Write down the first several terms in the Taylor series expansion for ln(y), expanding around 1, and use these terms to estimate ln(2).
On the exam, you were asked about the same expansion, which was described as ln(1+x).
[Hint: define y = y0 +x with y0 = 1]

What is the difference between a chemist and a chemical engineer?

Each year, the American Chemical Society does a salary survey. The results of this year's survey were published in the June 4 edition of Chemical and Engineering News. Here is their data for the median annual salary of people who graduated in 2011 with full time employment with several levels of education:

B.S./B.A.: Chemists $36,000, Chemical Engineers $65,000

M.S.: Chemists $51,800, Chemical Engineers $77,000

Ph.D.: Chemists $75,000, Chemical Engineers $92,800

Quick review questions for ODEs

Give an example of a nonlinear, third order ODE and define appropriate initial conditions for this equation.

Give an example of a stiff ODE.

Give an example of a separable ODE and solve the ODE exactly.

Solve the following ODE exactly: 2y'' + y' - 2y = 0.

Reading for Tuesday lecture and Tuesday MATLAB exercise

MATLAB exercise: Remind yourself how to use the eig function to find the eigenvalues and eigenvectors of a matrix.
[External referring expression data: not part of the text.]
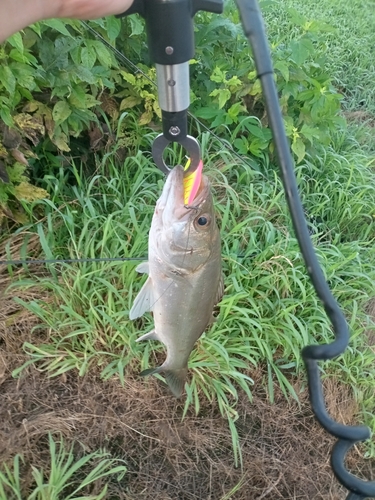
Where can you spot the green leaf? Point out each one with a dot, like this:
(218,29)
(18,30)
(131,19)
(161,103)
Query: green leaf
(28,192)
(88,56)
(84,74)
(130,102)
(136,25)
(6,116)
(299,149)
(103,54)
(61,111)
(57,25)
(7,79)
(206,113)
(16,42)
(283,67)
(301,50)
(113,27)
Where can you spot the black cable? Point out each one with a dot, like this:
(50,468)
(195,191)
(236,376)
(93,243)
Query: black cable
(347,436)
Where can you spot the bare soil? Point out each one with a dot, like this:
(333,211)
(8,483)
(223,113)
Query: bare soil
(285,453)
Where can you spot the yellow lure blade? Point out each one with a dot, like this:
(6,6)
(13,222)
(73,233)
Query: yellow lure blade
(192,182)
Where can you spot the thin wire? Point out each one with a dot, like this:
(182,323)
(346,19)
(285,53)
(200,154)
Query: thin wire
(99,259)
(69,261)
(121,56)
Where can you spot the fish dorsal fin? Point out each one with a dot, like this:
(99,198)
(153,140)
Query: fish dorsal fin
(220,290)
(144,301)
(143,268)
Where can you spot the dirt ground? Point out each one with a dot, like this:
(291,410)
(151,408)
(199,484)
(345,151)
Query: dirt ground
(285,453)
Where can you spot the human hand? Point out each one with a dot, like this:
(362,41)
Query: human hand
(16,14)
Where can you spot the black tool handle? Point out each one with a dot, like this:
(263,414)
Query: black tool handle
(169,26)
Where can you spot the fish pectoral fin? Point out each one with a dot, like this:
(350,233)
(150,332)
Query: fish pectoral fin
(220,290)
(148,336)
(144,301)
(212,320)
(144,267)
(175,378)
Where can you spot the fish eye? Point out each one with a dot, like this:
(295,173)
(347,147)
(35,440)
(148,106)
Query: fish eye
(202,221)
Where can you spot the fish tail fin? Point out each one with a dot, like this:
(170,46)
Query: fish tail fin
(175,378)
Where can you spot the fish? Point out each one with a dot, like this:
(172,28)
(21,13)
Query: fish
(185,279)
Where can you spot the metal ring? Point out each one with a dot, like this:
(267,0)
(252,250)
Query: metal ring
(189,143)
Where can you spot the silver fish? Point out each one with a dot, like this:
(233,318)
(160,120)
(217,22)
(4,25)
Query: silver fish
(184,275)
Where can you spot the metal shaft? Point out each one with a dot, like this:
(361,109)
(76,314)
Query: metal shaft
(173,86)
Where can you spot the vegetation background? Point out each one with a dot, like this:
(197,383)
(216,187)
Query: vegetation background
(77,181)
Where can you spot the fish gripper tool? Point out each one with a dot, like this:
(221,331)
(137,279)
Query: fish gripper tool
(170,35)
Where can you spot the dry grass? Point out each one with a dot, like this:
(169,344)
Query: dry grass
(285,453)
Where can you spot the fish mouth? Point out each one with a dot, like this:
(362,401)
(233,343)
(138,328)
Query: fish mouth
(172,199)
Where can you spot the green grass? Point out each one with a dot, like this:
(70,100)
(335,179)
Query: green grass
(348,31)
(270,310)
(67,477)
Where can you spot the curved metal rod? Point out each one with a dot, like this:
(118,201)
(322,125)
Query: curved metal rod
(254,30)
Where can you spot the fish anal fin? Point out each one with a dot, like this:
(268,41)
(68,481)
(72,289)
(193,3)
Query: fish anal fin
(144,301)
(148,336)
(175,378)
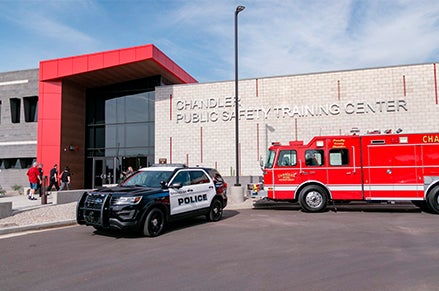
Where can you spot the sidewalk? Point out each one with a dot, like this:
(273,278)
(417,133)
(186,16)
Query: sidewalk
(32,215)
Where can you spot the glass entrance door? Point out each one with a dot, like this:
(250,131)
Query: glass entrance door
(105,171)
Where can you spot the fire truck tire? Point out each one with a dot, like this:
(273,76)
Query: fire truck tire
(216,211)
(433,200)
(313,199)
(154,223)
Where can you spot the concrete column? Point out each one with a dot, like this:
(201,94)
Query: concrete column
(236,194)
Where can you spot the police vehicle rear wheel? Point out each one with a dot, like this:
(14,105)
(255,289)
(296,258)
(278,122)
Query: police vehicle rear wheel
(433,200)
(313,199)
(154,223)
(216,211)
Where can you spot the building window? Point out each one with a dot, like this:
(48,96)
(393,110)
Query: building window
(30,108)
(15,163)
(15,110)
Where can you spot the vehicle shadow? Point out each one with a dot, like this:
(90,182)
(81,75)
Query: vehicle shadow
(362,206)
(170,226)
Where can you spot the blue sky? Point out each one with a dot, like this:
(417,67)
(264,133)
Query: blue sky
(277,37)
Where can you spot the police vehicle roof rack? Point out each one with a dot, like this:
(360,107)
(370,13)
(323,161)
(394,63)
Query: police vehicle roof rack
(181,165)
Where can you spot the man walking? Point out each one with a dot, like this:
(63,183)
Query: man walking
(53,178)
(34,180)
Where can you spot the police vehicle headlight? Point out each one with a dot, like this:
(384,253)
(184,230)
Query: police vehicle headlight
(128,200)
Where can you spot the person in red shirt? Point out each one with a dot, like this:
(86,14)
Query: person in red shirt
(34,180)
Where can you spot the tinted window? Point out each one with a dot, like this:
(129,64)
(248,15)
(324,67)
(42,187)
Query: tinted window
(287,158)
(338,157)
(314,158)
(270,159)
(199,177)
(183,178)
(148,179)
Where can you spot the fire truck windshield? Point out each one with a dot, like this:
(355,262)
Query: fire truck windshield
(270,159)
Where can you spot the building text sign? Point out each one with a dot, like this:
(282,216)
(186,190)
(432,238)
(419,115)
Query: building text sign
(223,109)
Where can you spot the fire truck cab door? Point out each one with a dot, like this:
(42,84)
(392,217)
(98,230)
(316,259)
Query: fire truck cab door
(392,172)
(344,170)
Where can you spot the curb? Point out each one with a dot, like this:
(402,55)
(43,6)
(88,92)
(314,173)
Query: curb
(14,229)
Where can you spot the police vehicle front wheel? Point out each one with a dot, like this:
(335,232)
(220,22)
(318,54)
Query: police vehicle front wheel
(215,211)
(154,223)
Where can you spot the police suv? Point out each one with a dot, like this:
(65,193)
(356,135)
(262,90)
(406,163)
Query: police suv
(152,196)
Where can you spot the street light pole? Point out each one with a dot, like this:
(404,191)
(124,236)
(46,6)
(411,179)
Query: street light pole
(238,9)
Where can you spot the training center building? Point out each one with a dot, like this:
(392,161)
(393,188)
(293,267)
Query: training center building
(100,113)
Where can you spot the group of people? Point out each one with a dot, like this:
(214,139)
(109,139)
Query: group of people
(35,176)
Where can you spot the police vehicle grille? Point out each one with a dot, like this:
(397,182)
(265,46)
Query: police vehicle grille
(94,201)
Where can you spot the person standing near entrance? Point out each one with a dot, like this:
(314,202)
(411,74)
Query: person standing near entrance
(53,178)
(65,179)
(33,175)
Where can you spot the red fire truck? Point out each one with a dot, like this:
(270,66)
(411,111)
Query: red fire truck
(380,167)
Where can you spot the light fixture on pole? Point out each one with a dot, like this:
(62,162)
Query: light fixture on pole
(238,9)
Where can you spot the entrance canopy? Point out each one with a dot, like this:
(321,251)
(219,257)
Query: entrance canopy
(62,97)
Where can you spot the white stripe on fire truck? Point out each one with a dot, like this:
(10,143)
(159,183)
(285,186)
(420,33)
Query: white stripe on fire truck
(350,187)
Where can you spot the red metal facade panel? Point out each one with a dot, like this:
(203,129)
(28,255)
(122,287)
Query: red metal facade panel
(49,123)
(52,73)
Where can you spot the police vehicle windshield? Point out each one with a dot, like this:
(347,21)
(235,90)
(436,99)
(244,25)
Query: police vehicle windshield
(148,179)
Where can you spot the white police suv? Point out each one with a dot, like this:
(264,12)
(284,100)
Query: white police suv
(152,196)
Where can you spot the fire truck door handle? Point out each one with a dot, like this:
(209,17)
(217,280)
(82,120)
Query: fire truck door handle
(353,152)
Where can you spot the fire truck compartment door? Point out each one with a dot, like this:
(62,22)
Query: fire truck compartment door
(392,172)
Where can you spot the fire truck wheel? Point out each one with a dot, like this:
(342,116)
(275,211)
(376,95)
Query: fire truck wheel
(216,211)
(154,223)
(313,199)
(433,200)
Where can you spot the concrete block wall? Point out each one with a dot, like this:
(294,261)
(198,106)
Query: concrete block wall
(195,123)
(17,140)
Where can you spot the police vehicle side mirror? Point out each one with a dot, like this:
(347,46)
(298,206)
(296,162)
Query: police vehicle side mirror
(163,184)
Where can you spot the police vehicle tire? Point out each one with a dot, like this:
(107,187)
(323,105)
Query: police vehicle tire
(154,223)
(313,199)
(433,200)
(215,211)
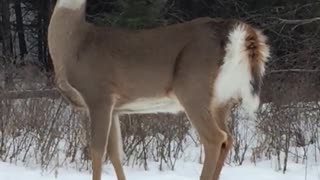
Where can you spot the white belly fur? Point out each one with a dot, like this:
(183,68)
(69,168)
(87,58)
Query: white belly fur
(151,105)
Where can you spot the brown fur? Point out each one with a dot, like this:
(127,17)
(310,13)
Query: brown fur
(102,69)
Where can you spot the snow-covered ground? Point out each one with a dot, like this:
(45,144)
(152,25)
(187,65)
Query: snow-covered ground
(184,171)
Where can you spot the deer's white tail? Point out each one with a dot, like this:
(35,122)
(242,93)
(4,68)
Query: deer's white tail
(240,75)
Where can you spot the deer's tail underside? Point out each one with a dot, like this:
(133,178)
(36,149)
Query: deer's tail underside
(244,64)
(70,94)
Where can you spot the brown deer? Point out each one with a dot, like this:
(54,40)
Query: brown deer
(202,67)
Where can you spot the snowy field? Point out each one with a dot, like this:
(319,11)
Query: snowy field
(184,171)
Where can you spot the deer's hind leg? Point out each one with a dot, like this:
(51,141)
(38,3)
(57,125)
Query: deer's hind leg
(197,108)
(101,121)
(115,149)
(225,149)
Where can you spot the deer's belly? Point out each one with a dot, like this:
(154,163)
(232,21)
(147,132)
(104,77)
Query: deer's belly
(151,105)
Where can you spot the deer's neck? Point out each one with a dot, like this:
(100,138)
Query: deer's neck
(67,25)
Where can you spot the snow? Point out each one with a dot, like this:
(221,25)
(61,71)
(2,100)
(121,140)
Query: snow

What is the eigenvector that corresponds to the largest eigenvalue of A = [1 2 3; 4 5 6; 7 8 8]? Without looking up the answer, explain what it means for a vector to be an eigenvalue of A.

Reading:

Seader/Seider/Lewin Ch. 17: Section 17.4 (all). We will focus on the following sections:

Compound Interest

Annuities (discrete compounding)

Present Worth of Annuity

Alternative Equipment Purchases

Reading for Thursday lecture

CC 26.1 Stiff ODEs

CC 26.2 Multistep methods (up to end of 26.2.2 only)

Sample exam problems and Weds. MATLAB exercise

Sample exam problems to help you prepare for Exam 2 have been posted on T-Square. We will discuss the solutions of these problems in class next Tuesday.
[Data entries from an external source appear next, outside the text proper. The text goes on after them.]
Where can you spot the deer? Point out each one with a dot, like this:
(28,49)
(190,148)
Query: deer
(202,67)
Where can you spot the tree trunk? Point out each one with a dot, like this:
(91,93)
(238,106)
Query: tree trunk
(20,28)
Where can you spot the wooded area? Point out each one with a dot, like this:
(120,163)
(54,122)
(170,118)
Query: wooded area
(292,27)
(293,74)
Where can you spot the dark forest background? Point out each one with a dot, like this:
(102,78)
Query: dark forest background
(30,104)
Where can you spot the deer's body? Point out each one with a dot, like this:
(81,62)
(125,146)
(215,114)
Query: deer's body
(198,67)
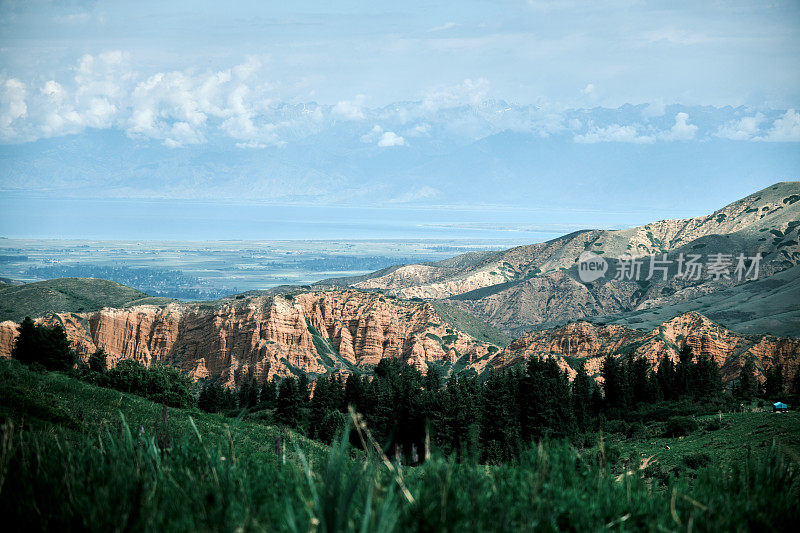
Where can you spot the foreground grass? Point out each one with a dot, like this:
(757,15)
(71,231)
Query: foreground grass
(77,457)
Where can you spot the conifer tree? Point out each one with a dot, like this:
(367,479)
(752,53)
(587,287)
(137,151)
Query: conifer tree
(747,388)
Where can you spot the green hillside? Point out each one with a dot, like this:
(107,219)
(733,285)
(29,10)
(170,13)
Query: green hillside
(79,457)
(75,295)
(470,325)
(768,305)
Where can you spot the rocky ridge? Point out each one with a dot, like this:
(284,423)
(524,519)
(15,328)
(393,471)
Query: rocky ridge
(592,342)
(262,337)
(538,283)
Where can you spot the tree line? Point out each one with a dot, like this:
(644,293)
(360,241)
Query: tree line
(493,417)
(489,417)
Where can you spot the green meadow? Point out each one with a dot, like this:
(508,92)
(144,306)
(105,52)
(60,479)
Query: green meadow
(75,456)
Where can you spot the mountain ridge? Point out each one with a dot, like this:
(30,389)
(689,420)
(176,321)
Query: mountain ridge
(506,289)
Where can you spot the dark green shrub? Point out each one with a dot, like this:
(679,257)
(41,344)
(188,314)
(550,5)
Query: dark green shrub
(697,460)
(45,345)
(97,361)
(680,426)
(617,426)
(162,384)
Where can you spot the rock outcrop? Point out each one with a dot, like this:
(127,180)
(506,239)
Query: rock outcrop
(538,284)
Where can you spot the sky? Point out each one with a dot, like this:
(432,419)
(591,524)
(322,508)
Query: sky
(528,115)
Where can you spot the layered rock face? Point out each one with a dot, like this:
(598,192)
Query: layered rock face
(592,342)
(263,337)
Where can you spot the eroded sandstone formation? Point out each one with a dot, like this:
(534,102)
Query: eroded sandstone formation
(728,349)
(262,337)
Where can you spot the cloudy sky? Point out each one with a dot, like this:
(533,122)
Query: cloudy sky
(480,105)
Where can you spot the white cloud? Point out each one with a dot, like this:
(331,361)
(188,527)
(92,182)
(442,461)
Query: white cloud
(420,130)
(350,110)
(614,133)
(390,138)
(373,134)
(654,109)
(784,129)
(675,36)
(470,92)
(742,129)
(682,130)
(445,26)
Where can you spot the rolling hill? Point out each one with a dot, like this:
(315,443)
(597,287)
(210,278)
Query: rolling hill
(518,289)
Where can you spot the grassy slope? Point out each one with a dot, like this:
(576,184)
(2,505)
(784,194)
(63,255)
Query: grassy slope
(766,305)
(187,490)
(42,400)
(63,295)
(728,445)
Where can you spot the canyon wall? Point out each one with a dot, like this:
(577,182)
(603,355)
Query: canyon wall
(262,337)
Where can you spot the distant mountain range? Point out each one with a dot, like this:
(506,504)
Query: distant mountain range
(461,314)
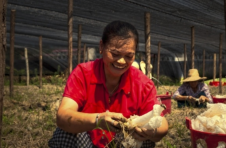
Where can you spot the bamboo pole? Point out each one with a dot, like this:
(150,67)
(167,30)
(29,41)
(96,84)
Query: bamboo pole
(220,63)
(40,62)
(214,66)
(203,63)
(70,35)
(192,47)
(158,67)
(79,42)
(27,65)
(2,57)
(88,54)
(84,53)
(148,43)
(12,36)
(185,61)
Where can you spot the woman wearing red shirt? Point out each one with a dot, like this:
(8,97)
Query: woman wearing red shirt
(105,91)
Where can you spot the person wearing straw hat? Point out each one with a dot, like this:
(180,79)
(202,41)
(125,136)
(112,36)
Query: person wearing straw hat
(143,68)
(193,91)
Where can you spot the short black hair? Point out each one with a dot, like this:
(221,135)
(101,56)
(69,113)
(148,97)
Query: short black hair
(120,29)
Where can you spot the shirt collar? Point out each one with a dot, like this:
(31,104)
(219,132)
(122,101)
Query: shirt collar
(98,76)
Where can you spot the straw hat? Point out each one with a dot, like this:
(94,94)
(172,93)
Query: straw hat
(135,64)
(193,75)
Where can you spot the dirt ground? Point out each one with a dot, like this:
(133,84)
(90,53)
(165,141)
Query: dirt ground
(29,117)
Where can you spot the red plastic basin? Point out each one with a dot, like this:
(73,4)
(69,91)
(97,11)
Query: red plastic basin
(210,138)
(219,100)
(166,99)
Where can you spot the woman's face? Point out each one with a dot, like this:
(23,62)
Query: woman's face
(118,55)
(193,84)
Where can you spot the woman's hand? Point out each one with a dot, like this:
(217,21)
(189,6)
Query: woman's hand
(203,99)
(110,121)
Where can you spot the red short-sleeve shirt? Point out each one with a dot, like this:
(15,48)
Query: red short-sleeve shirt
(136,94)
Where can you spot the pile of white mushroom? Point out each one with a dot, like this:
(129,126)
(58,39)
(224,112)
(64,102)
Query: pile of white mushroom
(212,121)
(150,120)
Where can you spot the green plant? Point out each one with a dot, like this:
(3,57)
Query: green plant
(169,145)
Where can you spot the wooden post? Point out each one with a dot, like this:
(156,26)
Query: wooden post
(84,53)
(192,47)
(12,36)
(220,63)
(148,43)
(158,67)
(88,54)
(214,66)
(2,57)
(70,35)
(185,61)
(40,62)
(27,65)
(203,63)
(79,42)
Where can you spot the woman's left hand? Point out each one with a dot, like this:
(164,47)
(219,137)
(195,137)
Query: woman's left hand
(203,99)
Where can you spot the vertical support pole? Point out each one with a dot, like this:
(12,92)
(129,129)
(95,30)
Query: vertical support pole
(203,63)
(40,62)
(220,63)
(185,61)
(12,36)
(214,66)
(70,35)
(148,43)
(158,67)
(84,53)
(79,42)
(192,47)
(27,65)
(2,58)
(88,54)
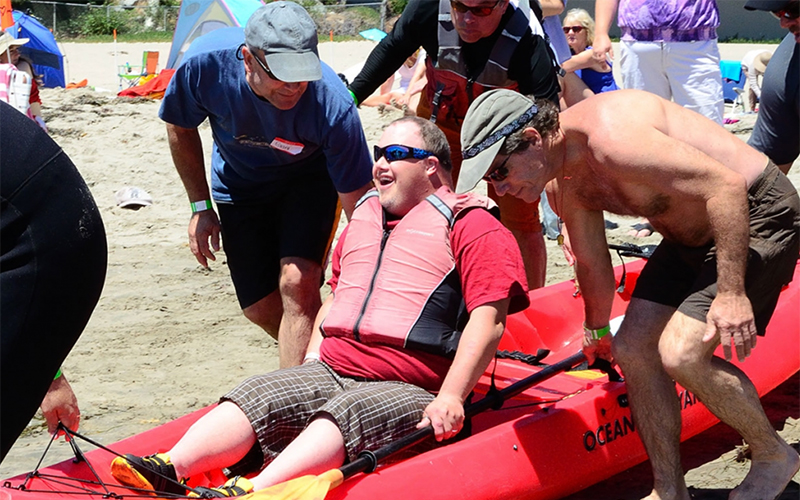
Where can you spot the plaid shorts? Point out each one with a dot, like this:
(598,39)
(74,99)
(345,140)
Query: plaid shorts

MATLAB exercise: Learn how to use the rounding functions fix, floor, mod, and sign.

Tuesday MATLAB exercise

Learn how to rapidly create special matrices using the commands eye(m,n), zeros(m,n), one(m,n) and diag(v). For each command, try an example or two.

Reading and Monday MATLAB exercise

Reading for Lecture 7: (Tuesday, June 5):

CC 25.4 Systems of ODEs
CC 26.1 Stiff ODEs


MATLAB exercise: The transpose of a matrix A is defined in MATLAB using A’ (i.e. the matrix name followed by a single right quote). Try this operation on a square matrix, a non-square matrix, and a row vector.

Friday MATLAB exercise

Create a 3x3 square matrix A = [1 2 3; 4 5 6; 7 8 8]. Output the value of matrix element in the lower right corner using A(3,3). It is possible to update a matrix one element at a time. Try this by inputting A(3,3) = 9.